RAG with OpenAI Embeddings, pgvector and LangChain

#rag #embeddings #ai #langchain

Retrieval-Augmented Generation (RAG) is a practical pattern: store knowledge as embeddings, retrieve the most relevant chunks with semantic search, then generate an answer grounded in that context.

This guide shows an end-to-end RAG flow with LangChain, OpenAI embeddings, PostgreSQL + pgvector, and an LCEL answer chain. For LangChain basics, see the LangChain overview post. For loaders and splitter choice, see the loaders and chunking post.

Prerequisites

OpenAI account
Generated API key
Enabled billing
Node.js version 26
PostgreSQL with pgvector extension enabled
npm packages: @langchain/pgvector, @langchain/openai, @langchain/core, @langchain/textsplitters, langchain, pg

npm i @langchain/pgvector @langchain/openai @langchain/core @langchain/textsplitters langchain pg

What are embeddings?

Embeddings are numeric vectors that represent the semantic meaning of text. Similar text should produce vectors that are close in vector space.

In this pipeline:

Split source documents into chunks
Embed chunks with OpenAIEmbeddings and store them in pgvector via PGVectorStore
Embed the user question at query time and retrieve nearest chunks with a LangChain retriever
Pass retrieved context into an LCEL chain that calls ChatOpenAI

Chunk documents

Chunking makes retrieval more precise. Instead of embedding one large document, split it into smaller overlapping parts.
Start with chunkSize: 800 and chunkOverlap: 120, then adjust based on your document style and answer quality.
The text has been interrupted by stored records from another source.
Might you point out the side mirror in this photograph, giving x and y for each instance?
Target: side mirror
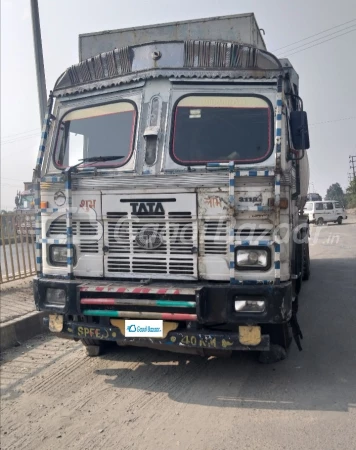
(299, 129)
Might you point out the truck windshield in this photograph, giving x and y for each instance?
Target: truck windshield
(106, 130)
(221, 129)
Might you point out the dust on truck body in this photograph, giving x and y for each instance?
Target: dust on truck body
(170, 180)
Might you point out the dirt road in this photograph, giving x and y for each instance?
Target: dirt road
(54, 397)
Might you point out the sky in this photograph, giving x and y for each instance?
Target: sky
(326, 71)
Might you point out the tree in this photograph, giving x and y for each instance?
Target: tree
(351, 194)
(335, 192)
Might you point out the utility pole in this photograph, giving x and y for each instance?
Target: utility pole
(352, 160)
(40, 72)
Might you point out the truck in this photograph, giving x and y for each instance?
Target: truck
(24, 211)
(170, 185)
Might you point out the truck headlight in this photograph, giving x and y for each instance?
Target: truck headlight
(58, 255)
(253, 258)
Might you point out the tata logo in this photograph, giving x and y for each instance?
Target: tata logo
(147, 208)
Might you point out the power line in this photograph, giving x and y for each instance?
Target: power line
(306, 48)
(323, 37)
(317, 34)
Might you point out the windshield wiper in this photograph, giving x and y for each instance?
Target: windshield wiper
(101, 158)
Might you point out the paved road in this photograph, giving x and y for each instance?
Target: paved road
(54, 397)
(23, 259)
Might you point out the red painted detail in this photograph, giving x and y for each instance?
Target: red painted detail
(173, 316)
(122, 289)
(161, 291)
(97, 301)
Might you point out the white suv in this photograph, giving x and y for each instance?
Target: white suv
(324, 212)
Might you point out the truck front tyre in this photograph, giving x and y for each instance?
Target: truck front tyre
(306, 263)
(93, 347)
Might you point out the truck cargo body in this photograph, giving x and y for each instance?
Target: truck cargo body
(186, 206)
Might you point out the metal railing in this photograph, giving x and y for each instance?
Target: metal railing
(17, 240)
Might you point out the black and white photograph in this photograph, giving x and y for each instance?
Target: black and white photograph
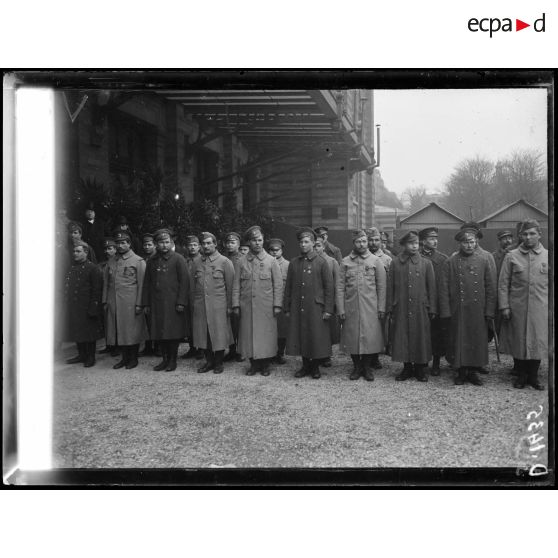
(294, 272)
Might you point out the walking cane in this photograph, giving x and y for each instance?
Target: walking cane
(496, 341)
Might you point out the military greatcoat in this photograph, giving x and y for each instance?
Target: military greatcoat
(122, 292)
(523, 289)
(282, 319)
(166, 285)
(83, 288)
(411, 296)
(438, 326)
(212, 294)
(257, 290)
(363, 283)
(468, 295)
(309, 293)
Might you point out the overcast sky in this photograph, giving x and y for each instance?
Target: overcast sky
(425, 133)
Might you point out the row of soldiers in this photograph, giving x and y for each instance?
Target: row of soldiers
(417, 306)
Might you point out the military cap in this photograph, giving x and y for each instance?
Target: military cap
(122, 235)
(74, 226)
(529, 224)
(504, 233)
(471, 226)
(306, 231)
(358, 234)
(276, 242)
(232, 236)
(251, 232)
(428, 231)
(372, 231)
(461, 235)
(162, 234)
(206, 235)
(410, 236)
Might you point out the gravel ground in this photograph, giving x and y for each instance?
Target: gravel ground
(141, 418)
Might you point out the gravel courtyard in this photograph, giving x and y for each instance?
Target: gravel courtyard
(141, 418)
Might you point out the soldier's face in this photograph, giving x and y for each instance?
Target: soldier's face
(506, 242)
(306, 244)
(208, 246)
(374, 243)
(412, 247)
(232, 245)
(193, 248)
(431, 242)
(148, 247)
(360, 245)
(276, 251)
(256, 243)
(80, 255)
(531, 238)
(110, 252)
(164, 245)
(122, 246)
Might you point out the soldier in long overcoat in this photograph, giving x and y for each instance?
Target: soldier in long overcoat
(523, 302)
(193, 256)
(212, 295)
(275, 247)
(166, 297)
(309, 301)
(232, 251)
(469, 298)
(334, 321)
(122, 294)
(257, 299)
(438, 326)
(83, 287)
(362, 304)
(375, 244)
(412, 303)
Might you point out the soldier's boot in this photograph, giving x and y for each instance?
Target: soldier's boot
(420, 372)
(133, 351)
(533, 374)
(435, 366)
(473, 377)
(522, 371)
(376, 364)
(163, 346)
(367, 367)
(264, 367)
(124, 352)
(357, 367)
(89, 354)
(253, 368)
(173, 355)
(315, 368)
(304, 370)
(406, 373)
(461, 376)
(80, 356)
(231, 355)
(209, 363)
(219, 368)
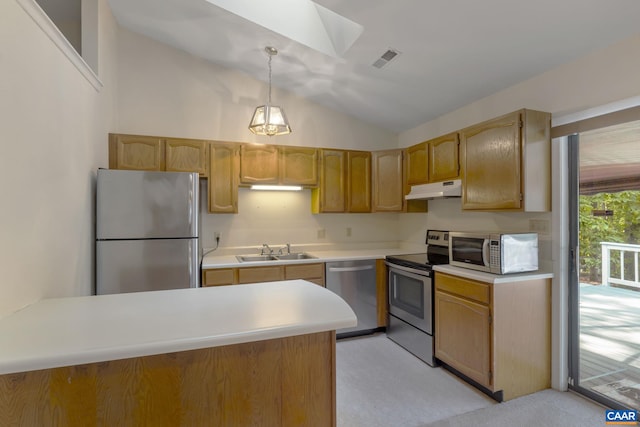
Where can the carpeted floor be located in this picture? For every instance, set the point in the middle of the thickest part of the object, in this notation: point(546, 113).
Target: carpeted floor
point(379, 384)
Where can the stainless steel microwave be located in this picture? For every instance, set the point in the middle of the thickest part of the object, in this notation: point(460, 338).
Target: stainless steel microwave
point(494, 253)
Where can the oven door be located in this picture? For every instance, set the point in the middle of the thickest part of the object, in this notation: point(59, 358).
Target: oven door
point(410, 296)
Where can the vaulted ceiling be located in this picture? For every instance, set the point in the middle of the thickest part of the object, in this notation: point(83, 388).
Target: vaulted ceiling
point(451, 52)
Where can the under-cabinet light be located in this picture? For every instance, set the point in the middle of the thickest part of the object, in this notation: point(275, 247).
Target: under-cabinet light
point(277, 187)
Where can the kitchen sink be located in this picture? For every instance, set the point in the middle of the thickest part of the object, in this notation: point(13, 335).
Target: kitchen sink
point(298, 255)
point(283, 257)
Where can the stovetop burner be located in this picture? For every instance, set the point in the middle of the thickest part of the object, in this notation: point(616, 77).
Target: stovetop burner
point(437, 253)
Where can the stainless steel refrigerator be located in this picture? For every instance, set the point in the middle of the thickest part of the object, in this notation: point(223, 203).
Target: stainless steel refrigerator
point(147, 230)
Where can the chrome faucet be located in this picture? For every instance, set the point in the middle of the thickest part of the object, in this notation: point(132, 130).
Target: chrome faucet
point(288, 249)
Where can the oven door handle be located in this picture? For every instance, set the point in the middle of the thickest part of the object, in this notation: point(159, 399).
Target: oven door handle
point(341, 269)
point(407, 269)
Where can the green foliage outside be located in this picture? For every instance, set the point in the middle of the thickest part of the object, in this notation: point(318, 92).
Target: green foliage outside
point(622, 227)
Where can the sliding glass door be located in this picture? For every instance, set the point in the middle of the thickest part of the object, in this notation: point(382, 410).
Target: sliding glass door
point(605, 275)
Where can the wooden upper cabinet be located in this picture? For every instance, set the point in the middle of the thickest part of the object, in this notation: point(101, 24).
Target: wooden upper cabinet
point(417, 164)
point(444, 161)
point(186, 155)
point(223, 177)
point(506, 163)
point(358, 181)
point(136, 152)
point(388, 194)
point(330, 196)
point(258, 164)
point(298, 166)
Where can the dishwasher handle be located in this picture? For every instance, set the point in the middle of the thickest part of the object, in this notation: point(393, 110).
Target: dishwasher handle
point(341, 269)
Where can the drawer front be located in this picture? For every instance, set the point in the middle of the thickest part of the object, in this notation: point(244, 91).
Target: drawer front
point(218, 277)
point(471, 289)
point(260, 274)
point(304, 271)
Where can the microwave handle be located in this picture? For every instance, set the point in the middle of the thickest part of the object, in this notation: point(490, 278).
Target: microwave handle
point(485, 252)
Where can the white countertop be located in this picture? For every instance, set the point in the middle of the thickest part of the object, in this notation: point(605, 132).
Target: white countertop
point(70, 331)
point(493, 278)
point(213, 260)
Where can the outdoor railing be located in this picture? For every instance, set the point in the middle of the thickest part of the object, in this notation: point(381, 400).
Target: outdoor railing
point(622, 248)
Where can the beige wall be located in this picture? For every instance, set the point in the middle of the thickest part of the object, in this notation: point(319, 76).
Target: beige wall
point(53, 124)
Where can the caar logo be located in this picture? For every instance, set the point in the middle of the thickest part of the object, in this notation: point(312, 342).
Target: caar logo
point(621, 417)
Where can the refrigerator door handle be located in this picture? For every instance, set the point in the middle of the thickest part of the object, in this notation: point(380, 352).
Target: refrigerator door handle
point(194, 270)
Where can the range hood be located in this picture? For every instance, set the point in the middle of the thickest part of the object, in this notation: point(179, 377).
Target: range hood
point(435, 190)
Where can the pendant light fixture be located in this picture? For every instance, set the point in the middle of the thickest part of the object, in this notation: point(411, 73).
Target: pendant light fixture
point(269, 119)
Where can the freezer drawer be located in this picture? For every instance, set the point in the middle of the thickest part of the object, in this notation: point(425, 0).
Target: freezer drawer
point(146, 265)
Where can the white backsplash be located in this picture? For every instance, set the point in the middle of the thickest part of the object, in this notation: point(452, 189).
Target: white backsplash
point(277, 218)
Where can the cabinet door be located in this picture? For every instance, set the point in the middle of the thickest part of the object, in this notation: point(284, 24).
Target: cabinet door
point(218, 277)
point(136, 152)
point(491, 163)
point(444, 162)
point(417, 164)
point(463, 336)
point(186, 155)
point(260, 274)
point(358, 181)
point(330, 195)
point(388, 195)
point(298, 166)
point(223, 178)
point(258, 164)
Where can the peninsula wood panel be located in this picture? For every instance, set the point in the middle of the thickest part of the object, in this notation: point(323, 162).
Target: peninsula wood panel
point(281, 382)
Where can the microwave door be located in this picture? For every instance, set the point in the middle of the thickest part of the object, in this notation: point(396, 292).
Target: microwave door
point(486, 252)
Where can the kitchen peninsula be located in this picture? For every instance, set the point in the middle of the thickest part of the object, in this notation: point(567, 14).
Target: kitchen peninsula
point(232, 355)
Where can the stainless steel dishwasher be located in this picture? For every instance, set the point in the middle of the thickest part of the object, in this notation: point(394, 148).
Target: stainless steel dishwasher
point(355, 282)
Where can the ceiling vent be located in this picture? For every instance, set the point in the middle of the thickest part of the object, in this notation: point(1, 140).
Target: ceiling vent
point(386, 58)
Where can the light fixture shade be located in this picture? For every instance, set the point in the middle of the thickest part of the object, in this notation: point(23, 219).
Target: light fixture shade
point(269, 120)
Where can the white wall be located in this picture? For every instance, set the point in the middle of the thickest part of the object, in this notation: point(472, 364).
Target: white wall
point(163, 91)
point(167, 92)
point(54, 125)
point(603, 77)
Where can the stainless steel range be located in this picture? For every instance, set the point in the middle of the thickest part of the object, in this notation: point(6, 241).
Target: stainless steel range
point(410, 322)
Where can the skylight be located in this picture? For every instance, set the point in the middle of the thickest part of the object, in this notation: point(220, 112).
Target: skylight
point(302, 21)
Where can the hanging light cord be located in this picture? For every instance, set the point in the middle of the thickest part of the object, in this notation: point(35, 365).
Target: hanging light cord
point(270, 56)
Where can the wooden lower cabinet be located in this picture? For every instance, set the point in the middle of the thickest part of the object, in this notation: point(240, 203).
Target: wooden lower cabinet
point(233, 276)
point(496, 334)
point(278, 382)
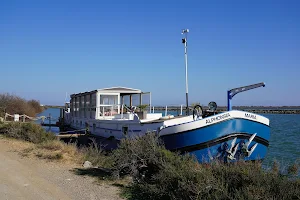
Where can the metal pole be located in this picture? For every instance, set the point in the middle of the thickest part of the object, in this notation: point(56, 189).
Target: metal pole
point(184, 40)
point(228, 101)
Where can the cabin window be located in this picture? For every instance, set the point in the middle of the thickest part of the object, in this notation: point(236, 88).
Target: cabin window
point(94, 128)
point(125, 130)
point(108, 99)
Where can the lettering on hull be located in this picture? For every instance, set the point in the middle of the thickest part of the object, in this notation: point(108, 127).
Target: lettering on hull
point(251, 116)
point(218, 118)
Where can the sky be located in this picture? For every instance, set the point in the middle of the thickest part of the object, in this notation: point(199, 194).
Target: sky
point(50, 48)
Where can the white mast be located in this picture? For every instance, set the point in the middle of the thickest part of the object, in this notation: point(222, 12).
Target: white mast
point(184, 41)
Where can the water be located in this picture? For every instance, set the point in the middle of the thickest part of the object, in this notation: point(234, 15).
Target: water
point(54, 112)
point(284, 141)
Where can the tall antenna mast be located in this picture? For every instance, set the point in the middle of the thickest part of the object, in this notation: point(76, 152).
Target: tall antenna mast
point(184, 41)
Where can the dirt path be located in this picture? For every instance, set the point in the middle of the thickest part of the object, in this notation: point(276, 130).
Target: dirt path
point(29, 178)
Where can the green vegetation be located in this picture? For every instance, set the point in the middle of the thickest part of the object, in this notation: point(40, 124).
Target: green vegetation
point(16, 105)
point(156, 173)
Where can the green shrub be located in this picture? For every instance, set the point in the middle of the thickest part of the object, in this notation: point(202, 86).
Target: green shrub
point(160, 174)
point(96, 155)
point(26, 131)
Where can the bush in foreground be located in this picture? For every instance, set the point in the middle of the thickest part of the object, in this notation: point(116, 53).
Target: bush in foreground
point(161, 174)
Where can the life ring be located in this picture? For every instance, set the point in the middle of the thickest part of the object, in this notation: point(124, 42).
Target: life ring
point(167, 117)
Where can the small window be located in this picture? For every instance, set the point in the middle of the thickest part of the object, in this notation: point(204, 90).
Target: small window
point(94, 128)
point(125, 130)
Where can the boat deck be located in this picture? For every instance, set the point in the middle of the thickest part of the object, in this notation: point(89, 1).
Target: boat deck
point(163, 120)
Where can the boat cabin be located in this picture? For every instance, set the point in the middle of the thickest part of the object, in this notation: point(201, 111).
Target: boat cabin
point(102, 103)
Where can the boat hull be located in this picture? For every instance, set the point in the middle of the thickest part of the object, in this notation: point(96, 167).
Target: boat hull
point(214, 141)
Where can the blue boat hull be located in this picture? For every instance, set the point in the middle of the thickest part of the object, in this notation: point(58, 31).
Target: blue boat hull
point(213, 141)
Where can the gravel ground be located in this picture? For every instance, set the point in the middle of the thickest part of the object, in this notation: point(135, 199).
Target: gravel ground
point(32, 178)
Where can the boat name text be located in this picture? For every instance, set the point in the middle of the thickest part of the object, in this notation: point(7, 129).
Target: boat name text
point(250, 116)
point(218, 118)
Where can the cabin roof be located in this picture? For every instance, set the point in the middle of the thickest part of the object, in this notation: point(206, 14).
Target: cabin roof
point(118, 89)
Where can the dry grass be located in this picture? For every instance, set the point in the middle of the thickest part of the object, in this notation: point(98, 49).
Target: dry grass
point(53, 150)
point(13, 104)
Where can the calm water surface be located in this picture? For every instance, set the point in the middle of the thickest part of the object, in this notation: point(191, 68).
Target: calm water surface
point(284, 141)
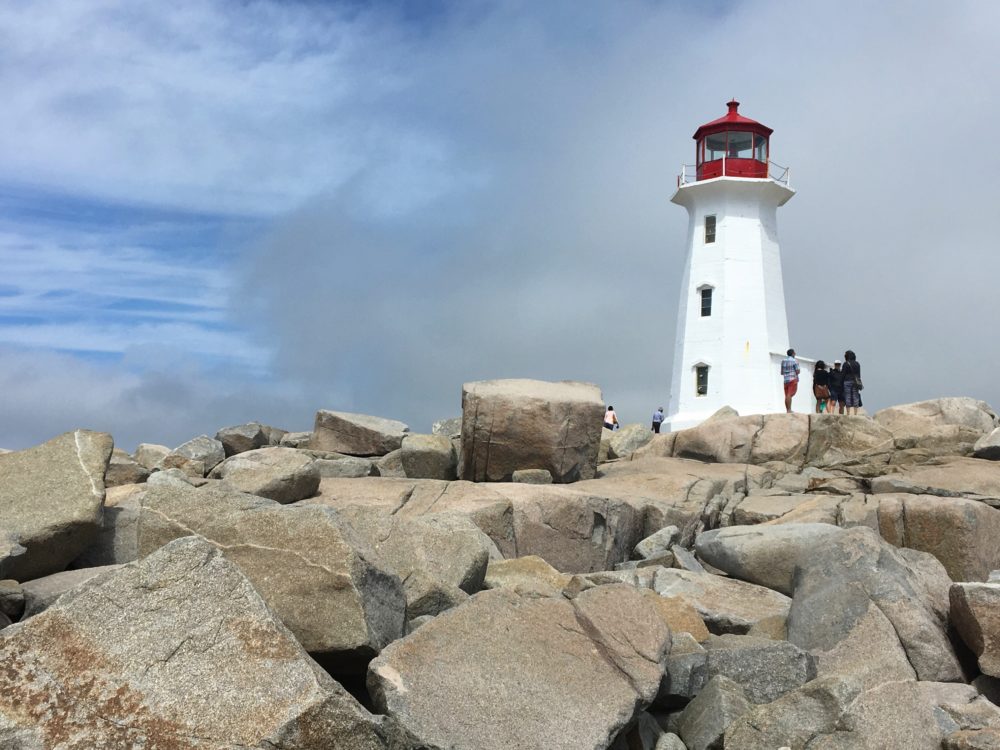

import { RecursiveCharacterTextSplitter } from '@langchain/textsplitters';

const splitter = new RecursiveCharacterTextSplitter({
  chunkSize: 800,
  chunkOverlap: 120
});

const docs = await splitter.createDocuments(
  ['RAG combines retrieval and generation. Store chunks as vectors and fetch similar chunks at query time.'],
  [{ source: 'notes.md' }]
);

Store chunks in pgvector

Use PGVectorStore from @langchain/pgvector. It creates the table if needed, embeds documents, and stores vectors with metadata.

import pg from 'pg';
import { OpenAIEmbeddings } from '@langchain/openai';
import { PGVectorStore } from '@langchain/pgvector';

const embeddings = new OpenAIEmbeddings({ model: 'text-embedding-3-small' });

const pool = new pg.Pool({ connectionString: process.env.DATABASE_URL });

const vectorStore = await PGVectorStore.initialize(embeddings, {
  pool,
  tableName: 'rag_documents',
  columns: {
    idColumnName: 'id',
    vectorColumnName: 'vector',
    contentColumnName: 'content',
    metadataColumnName: 'metadata'
  },
  distanceStrategy: 'cosine'
});

await vectorStore.addDocuments(docs);

Retrieve context

Turn the vector store into a retriever to fetch the top-k relevant chunks for a question:

const retriever = vectorStore.asRetriever({ k: 4 });

const chunks = await retriever.invoke('How does pgvector semantic search work?');

RAG chain with LCEL

Wire retrieval and generation with LCEL. The retriever supplies context; the model answers from that context only.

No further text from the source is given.